Fishermen and Friends of the Sea (FFOS) has sounded an urgent warning to fishermen and mariners about a “volatile and highly flammable site” located 4.5 nautical miles off Orange Valley/Carapichaima Fishing port.
Six days ago, a ruptured oil line began spewing a fiery mix of hydrocarbon mixed with mud into the atmosphere, resulting in a slimy sludge in the waters of the Gulf of Paria.
Fishermen from Orange Valley, Carapichaima, and nearby fishing villages have been staying away from the area.
Corporate Secretary of FFOS Gary Aboud said the structure known as the “Christmas Tree” was “unmarked, unlit and there are no present navigational warnings for oncoming vessels which are in danger.” He said vessels were warned to stay upwind of the gas plume which might ignite or explode and was highly noxious.”
Aboud in company with other members of the FFOS visited the site yesterday morning and captured video footage showing what he described as “an extremely dangerous and highly pressurised well rupture spewing a gaseous aromatic hydrocarbon mixed with a muddy substance.
This gaseous sludge is covering the sea for miles.”
Aboud is questioning how, six days after this orphaned offshore oil/gas platform erupted, the Ministry of Energy had said they were still “trying to access which private company was in charge of that well before the ministry took it over.”
He is also demanding answers on whether the Energy Ministry keeps proper records of wells they have taken over.
“Is the Ministry incapable of responding to an emergency situation like this? Do we have the capacity to ensure public safety from the oil and gas sector? Who is the responsible party? Nothing has been done all week. When will this public endangerment be contained?”
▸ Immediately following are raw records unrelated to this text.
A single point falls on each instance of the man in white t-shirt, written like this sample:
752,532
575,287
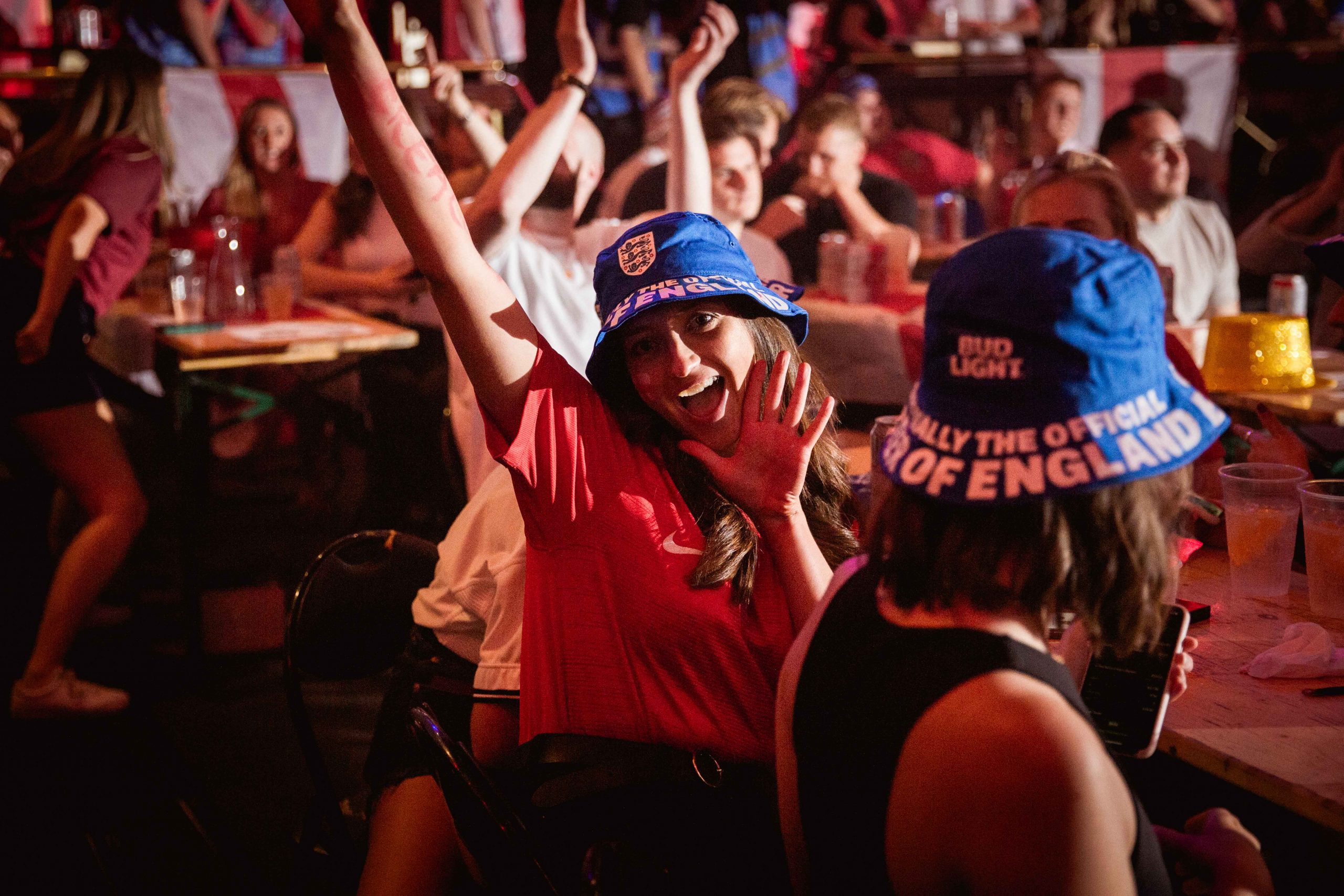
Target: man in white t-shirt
475,604
1187,236
985,26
Aboud said, “There are literally hundreds of decades-old, capped, orphaned or abandoned wells which may not have been properly decommissioned, and are corroding. Tank 70 erupted in 2017 despite the warnings stated in the 2003, Shell Integrity Tank Assessment Report.”
Continuing to demand answers from the Ministry of Energy, Aboud asked whether there were maintenance schedules for abandoned platforms or capped wells.
He also asked when was the last time the Ministry of Energy did a safety inspection of the hundreds of abandoned wells in maritime waters and onshore sites.
Aboud, a well-known environmentalist, said there were emergency response measures outlined in the National Oil Spill Contingency Plan and questioned why they had not been initiated.
He further questioned why the Coast Guard, as first responders to emergencies at sea, had not responded and set up warning signs to alert fishermen and users of the sea. Aboud said vulnerable, voiceless communities of shrimpers and fishermen and those who made a living from the sea were being jeopardised and their families were being pauperised by a recklessly contaminated fishery.
Contacted on the situation, head of corporate communications at Petrotrin Gillian Friday said the matter was being handled by the Ministry of Energy and Petrotrin was only asked to supply manpower.
Several attempts to get a response from that ministry were unsuccessful.